Under the SCP, a Priority Product is a consumer product identified by DTSC that contains one or more listed Candidate Chemicals that have a hazard trait that can harm people or the environment. The Priority Products will be identified by DTSC in the context of a specific Candidate Chemical, triggering the Alternative Analysis for that product-chemical combination. On March 13, 2014, DTSC identified three product-chemical combinations. This initial Priority Products list is the first set of product-chemical combinations that DTSC will propose under the SCP regulations.

The initial Priority Products list incudes:

  1. Spray Polyurethane Foam (SPF) Systems containing unreacted diisocyanates
  2. Children’s Foam Padded Sleeping Products containing Tris(1,3-dichloro-2-propyl) phosphate or TDCPP
  3. Paint and Varnish Strippers, and Surface Cleaners with methylene chloride .

DTSC placed these products on the initial Priority Products list based on two criteria in the SCP Regulations: 1) the products have the potential to expose people or the environment to one or more Candidate Chemicals, and 2) this exposure has the potential to “contribute to or cause significant or widespread adverse impacts.”

Listing a product on the initial Priority Products list is only the second step of a four-step process that could eventually lead to DTSC implementing a regulatory response. The findings of each manufacturer’s (or responsible entity’s) AA report will ultimately determine what regulatory response, if any, DTSC may impose. The SCP regulations provide a range of regulatory responses, ranging from product labeling to sales prohibition.
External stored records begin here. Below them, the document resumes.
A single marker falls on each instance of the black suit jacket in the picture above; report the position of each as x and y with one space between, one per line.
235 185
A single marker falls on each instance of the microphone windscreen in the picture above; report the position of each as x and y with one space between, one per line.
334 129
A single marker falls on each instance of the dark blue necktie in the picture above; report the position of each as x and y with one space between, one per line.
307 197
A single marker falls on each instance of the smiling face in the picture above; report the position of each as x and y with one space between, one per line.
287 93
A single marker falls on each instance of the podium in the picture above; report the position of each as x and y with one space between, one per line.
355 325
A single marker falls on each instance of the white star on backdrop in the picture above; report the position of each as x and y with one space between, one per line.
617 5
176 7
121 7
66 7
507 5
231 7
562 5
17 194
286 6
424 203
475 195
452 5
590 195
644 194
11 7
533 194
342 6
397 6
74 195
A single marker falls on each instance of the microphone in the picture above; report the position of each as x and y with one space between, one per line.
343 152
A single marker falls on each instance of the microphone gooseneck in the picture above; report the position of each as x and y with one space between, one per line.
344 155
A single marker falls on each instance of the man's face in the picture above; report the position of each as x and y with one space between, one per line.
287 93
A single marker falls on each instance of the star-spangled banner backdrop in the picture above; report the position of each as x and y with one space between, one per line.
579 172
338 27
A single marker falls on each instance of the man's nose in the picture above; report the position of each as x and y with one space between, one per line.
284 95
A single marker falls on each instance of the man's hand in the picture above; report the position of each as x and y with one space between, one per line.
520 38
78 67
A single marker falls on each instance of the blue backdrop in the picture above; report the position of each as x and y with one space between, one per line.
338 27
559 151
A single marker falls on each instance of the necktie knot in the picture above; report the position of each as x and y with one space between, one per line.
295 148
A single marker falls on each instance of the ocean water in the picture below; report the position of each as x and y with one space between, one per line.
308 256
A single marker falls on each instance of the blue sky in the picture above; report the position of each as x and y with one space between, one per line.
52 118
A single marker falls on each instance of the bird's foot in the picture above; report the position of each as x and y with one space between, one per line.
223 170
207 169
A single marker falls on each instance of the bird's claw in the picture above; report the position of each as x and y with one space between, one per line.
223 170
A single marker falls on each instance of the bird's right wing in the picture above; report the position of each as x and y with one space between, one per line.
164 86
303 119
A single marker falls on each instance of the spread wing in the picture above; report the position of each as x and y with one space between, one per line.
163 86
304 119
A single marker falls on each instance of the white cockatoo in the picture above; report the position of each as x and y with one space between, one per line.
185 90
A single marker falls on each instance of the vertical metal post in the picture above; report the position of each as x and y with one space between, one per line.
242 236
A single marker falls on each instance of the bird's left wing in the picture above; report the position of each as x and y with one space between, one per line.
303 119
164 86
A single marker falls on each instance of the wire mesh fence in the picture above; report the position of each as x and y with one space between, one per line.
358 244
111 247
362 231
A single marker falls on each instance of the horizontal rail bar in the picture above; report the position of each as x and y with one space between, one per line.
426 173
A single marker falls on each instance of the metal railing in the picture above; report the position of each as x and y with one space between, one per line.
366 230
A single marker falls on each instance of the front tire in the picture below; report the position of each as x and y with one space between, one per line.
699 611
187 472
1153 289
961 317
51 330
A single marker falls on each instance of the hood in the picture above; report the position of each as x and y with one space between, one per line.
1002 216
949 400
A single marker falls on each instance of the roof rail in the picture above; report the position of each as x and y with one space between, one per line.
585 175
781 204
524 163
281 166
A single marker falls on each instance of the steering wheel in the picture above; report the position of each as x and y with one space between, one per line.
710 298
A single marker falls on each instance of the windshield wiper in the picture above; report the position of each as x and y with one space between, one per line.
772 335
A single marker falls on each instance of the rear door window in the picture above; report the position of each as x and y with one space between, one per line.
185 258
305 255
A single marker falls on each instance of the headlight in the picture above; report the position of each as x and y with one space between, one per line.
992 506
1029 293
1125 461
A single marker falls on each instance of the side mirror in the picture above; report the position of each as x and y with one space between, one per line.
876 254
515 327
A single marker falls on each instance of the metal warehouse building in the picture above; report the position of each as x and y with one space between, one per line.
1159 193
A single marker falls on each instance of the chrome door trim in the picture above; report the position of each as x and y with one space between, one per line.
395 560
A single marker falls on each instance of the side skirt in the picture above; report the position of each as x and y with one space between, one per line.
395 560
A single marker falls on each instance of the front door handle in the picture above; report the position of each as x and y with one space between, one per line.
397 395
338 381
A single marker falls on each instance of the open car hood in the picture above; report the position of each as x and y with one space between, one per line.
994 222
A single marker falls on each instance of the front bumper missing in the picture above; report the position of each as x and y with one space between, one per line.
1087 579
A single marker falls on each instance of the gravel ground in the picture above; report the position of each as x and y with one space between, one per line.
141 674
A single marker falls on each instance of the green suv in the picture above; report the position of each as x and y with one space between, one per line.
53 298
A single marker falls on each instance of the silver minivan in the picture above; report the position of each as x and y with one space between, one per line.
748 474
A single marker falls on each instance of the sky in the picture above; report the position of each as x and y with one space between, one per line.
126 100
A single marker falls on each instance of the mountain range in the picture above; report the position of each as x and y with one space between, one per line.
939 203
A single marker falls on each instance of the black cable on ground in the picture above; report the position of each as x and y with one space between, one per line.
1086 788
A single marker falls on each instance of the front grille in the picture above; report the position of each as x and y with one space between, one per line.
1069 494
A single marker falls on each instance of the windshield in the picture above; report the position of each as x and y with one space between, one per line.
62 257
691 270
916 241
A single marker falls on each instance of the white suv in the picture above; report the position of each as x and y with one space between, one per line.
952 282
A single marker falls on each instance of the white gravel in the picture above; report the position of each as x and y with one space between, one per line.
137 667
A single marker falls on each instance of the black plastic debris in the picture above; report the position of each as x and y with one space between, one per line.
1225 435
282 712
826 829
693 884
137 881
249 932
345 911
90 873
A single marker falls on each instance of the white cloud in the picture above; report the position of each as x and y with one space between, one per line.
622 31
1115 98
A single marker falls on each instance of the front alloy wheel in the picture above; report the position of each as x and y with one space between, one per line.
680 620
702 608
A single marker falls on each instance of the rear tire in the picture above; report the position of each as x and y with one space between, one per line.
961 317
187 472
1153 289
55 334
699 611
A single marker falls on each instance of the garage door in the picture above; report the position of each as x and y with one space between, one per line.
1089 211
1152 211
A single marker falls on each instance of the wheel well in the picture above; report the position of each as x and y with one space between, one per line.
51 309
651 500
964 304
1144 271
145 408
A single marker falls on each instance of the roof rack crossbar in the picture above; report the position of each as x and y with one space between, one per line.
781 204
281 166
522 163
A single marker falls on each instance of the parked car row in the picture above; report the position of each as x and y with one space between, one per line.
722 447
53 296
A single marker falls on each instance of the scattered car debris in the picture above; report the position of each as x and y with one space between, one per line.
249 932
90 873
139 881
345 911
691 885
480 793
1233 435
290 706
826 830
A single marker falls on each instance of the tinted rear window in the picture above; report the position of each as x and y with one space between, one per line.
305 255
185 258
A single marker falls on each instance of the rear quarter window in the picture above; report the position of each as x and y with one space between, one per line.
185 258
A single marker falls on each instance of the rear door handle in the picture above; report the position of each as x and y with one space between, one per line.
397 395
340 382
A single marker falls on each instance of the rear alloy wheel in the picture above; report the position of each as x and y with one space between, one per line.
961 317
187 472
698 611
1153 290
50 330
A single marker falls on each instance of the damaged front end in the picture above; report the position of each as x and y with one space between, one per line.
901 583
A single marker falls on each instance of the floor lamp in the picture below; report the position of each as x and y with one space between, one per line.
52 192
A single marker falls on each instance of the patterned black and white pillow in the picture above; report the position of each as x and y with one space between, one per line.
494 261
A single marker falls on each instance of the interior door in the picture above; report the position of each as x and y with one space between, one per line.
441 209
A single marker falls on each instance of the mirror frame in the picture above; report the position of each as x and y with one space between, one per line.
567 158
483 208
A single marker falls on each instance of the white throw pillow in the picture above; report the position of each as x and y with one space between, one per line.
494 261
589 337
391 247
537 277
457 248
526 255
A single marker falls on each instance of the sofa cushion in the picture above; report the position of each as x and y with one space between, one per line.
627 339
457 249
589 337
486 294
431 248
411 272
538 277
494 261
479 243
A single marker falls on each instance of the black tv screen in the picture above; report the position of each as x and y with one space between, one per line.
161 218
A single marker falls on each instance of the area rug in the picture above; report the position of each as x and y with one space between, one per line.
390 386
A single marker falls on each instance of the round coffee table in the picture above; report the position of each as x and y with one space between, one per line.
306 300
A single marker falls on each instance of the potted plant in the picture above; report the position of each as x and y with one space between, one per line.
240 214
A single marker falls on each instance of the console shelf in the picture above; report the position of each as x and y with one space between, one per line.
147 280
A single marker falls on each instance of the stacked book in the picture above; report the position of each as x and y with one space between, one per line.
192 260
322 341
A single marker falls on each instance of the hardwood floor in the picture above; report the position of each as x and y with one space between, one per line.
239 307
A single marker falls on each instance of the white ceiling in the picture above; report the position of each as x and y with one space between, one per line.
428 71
The Alternative Analysis process employs a life-cycle assessment (“LCA”) perspective. LCA is a framework for understanding the cradle-to-cradle environmental impacts of products, processes, services, policies, and decisions. The LCA captures indirect or ancillary effects and supply chain effects, as well as direct effects. In addition the Alternatives Analysis looks at the end-of-life life cycle, primarily waste management processes. End-of-life analysis includes the transport and management of waste, as well as recycling, landfilling, combustion, and composting of waste. Within landfilling, the management of landfill methane gas, including possible capture and energy production, is critical to the environmental balance of the system. This analysis considers waste processing as a potential balance-changing life cycle process.

California derived inspiration and ideas from Europe where the LCA methodology has already been formalized (International Organization for Standardization 14040 series). From inventorying to impact assessment to application of results in sustainability and management assessment, the LCA framework has been improved, refined, and updated for both general and specific assessment of products, processes, and services.